AIDS-defining neoplasm prevalence in a cohort of HIV-infected patients, before and after highly active antiretroviral therapy.

Ethn Dis

Retrovirus Research Center, Internal Medicine Department, Universidad Central del Caribe, School of Medicine, Bayamón, Puerto Rico, USA.

Published: September 2008

AI Article Synopsis

  • The study examines the prevalence of malignant neoplasms in HIV-infected adults before and after the introduction of highly active antiretroviral therapy (HAART).
  • Findings show a decrease in AIDS-defining neoplasms like Kaposi sarcoma and lymphoma after HAART implementation, while non-AIDS lymphomas and prostate neoplasms became more common.
  • It suggests that other factors, beyond just weakened immune systems, contribute to cancer development in HIV patients, highlighting the need for better preventive measures.

Article Abstract

Introduction: Malignant disorders have been linked to the HIV epidemic from its onset. Implementation of highly active antiretroviral therapy (HAART) has resulted in a dramatic reduction in the HIV/AIDS morbidity and mortality. The present study evaluates the neoplasm prevalence before and after the implementation of HAART.

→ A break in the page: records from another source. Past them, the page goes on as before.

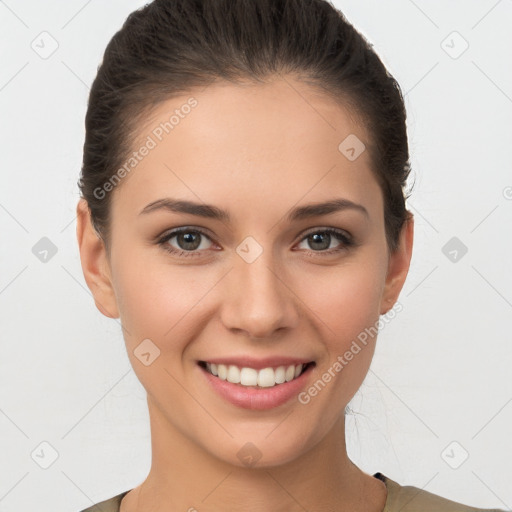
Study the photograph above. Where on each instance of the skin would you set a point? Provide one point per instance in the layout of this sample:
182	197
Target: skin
256	151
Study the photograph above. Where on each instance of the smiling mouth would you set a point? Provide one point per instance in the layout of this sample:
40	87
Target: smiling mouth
250	377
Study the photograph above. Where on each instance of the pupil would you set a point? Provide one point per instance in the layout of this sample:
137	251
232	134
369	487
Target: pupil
189	239
317	238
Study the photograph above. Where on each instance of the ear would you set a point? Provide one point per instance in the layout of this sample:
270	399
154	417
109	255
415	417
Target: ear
398	266
95	264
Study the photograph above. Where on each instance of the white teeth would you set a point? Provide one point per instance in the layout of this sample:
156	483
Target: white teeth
249	377
265	378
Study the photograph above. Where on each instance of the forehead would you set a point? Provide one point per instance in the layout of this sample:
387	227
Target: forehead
266	141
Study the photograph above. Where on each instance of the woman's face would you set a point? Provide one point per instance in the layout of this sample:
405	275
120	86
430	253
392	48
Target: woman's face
263	284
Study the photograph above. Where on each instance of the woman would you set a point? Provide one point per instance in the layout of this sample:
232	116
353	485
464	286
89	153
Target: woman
243	214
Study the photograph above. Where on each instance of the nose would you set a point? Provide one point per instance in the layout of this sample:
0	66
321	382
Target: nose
258	301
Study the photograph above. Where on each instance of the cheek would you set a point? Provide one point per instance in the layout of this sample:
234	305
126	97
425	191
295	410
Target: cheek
156	300
344	299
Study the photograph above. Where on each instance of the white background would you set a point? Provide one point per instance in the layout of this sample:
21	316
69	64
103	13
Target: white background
441	371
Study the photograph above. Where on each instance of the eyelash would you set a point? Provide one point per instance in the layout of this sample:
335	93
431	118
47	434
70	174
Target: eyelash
346	240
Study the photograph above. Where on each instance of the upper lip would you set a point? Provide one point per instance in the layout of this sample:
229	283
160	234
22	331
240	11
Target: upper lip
258	364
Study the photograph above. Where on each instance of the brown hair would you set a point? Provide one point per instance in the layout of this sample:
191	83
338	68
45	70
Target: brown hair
169	47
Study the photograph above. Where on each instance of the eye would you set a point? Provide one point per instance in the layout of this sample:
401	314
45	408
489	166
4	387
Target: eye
190	242
321	240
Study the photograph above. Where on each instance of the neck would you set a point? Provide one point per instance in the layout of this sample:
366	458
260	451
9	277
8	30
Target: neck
184	476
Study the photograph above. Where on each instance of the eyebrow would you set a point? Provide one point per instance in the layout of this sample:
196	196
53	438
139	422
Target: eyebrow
212	212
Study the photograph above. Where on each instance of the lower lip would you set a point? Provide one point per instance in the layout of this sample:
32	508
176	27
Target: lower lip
257	398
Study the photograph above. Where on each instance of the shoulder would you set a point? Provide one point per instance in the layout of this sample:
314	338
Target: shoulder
111	505
412	499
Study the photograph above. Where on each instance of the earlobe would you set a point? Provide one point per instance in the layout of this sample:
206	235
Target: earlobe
398	266
94	262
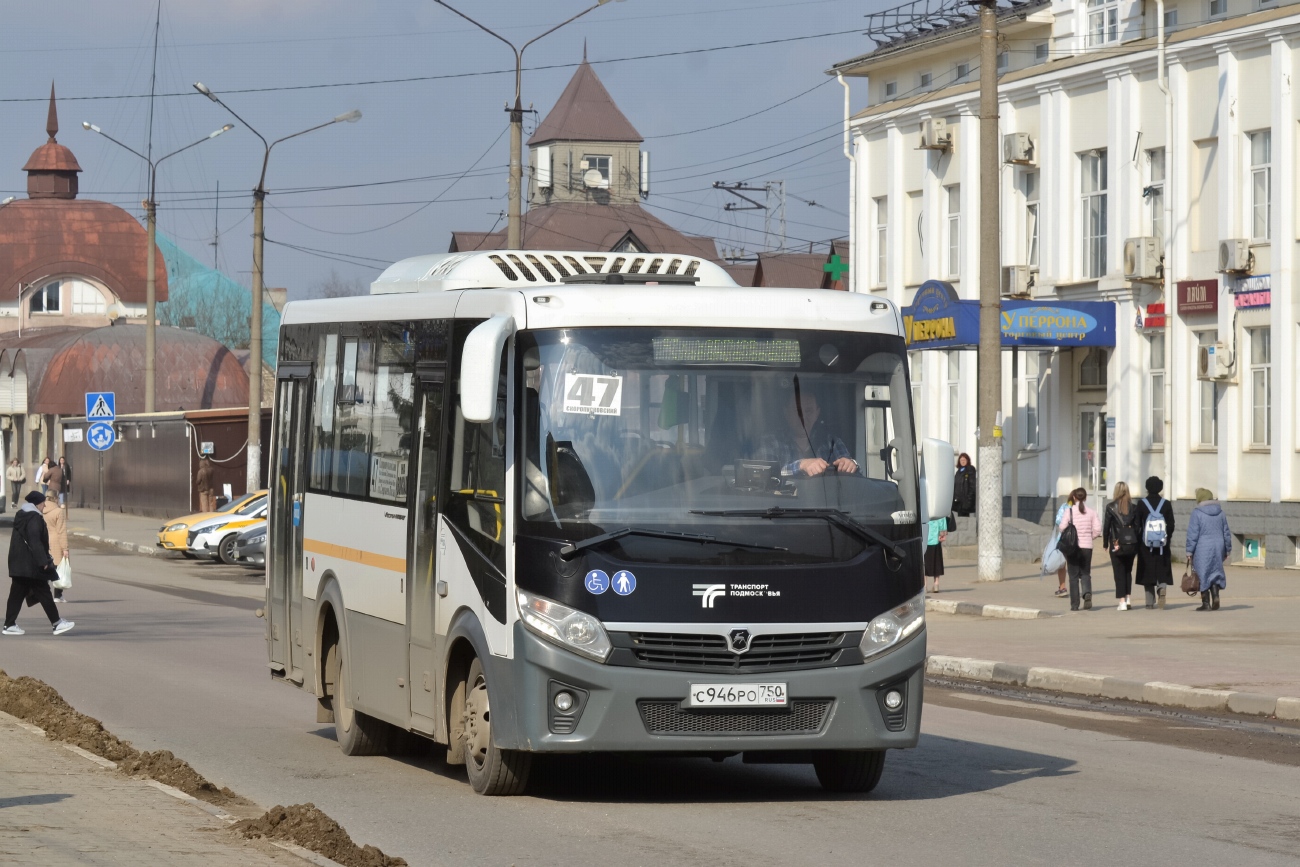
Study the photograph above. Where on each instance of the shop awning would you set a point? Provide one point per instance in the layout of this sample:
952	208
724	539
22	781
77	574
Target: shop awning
939	320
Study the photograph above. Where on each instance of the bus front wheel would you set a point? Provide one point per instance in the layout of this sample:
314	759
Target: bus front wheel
849	770
490	770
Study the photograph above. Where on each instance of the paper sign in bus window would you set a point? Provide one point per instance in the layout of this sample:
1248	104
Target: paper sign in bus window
590	394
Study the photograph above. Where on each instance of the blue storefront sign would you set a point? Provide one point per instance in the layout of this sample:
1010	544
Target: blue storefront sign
939	320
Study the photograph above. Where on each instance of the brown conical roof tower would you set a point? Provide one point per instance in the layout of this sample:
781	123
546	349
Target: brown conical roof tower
52	168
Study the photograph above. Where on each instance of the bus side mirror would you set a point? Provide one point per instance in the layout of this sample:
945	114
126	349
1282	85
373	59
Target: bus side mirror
936	475
480	368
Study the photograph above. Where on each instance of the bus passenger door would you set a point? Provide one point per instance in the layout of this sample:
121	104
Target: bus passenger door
285	523
423	579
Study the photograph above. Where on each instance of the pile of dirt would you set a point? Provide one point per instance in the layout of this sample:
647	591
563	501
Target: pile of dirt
37	702
308	827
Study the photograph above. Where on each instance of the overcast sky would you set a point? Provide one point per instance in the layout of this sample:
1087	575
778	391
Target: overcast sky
316	59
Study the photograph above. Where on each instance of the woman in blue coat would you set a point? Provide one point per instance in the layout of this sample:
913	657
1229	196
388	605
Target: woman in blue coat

Methods: A cross-sectional study was conducted in 171 HIV-infected adults who were followed in Puerto Rico from May 1992 through December 2005. Neoplasm prevalence was measured, and the difference in AIDS- and non-AIDS-defining neoplasms was analyzed before and after the HAART era. Between-group differences were explored by using chi2, Fisher exact test, analysis of variance, and student t test.

Results: Malignant neoplasms were detected in 171 patients (4.8%). Of these, 51.5% were AIDS-defining neoplasms, and 68% were established before HAART. AIDS-defining neoplasms accounted for 62.4% of those detected before the availability of HAART and 25.9% of those detected after HAART. Except for cervical carcinoma, the prevalence of AIDS-defining neoplasms decreased after HAART. Non-AIDS lymphomas and prostate neoplasms were more frequent after HAART.

Discussion: Our study found a significant reduction of Kaposi sarcoma and AIDS-related lymphoma in the HAART era of the AIDS epidemic. A higher prevalence of non-AIDS-defining lymphomas, prostate carcinoma, and cervical carcinoma was seen in the HAART era. These findings suggest that factors other than severe immunosuppression are involved in the neoplasms' pathogenesis. Preventive strategies that include screening tests, vaccination, and lifestyle modification should be routinely applied in HIV-infected patients.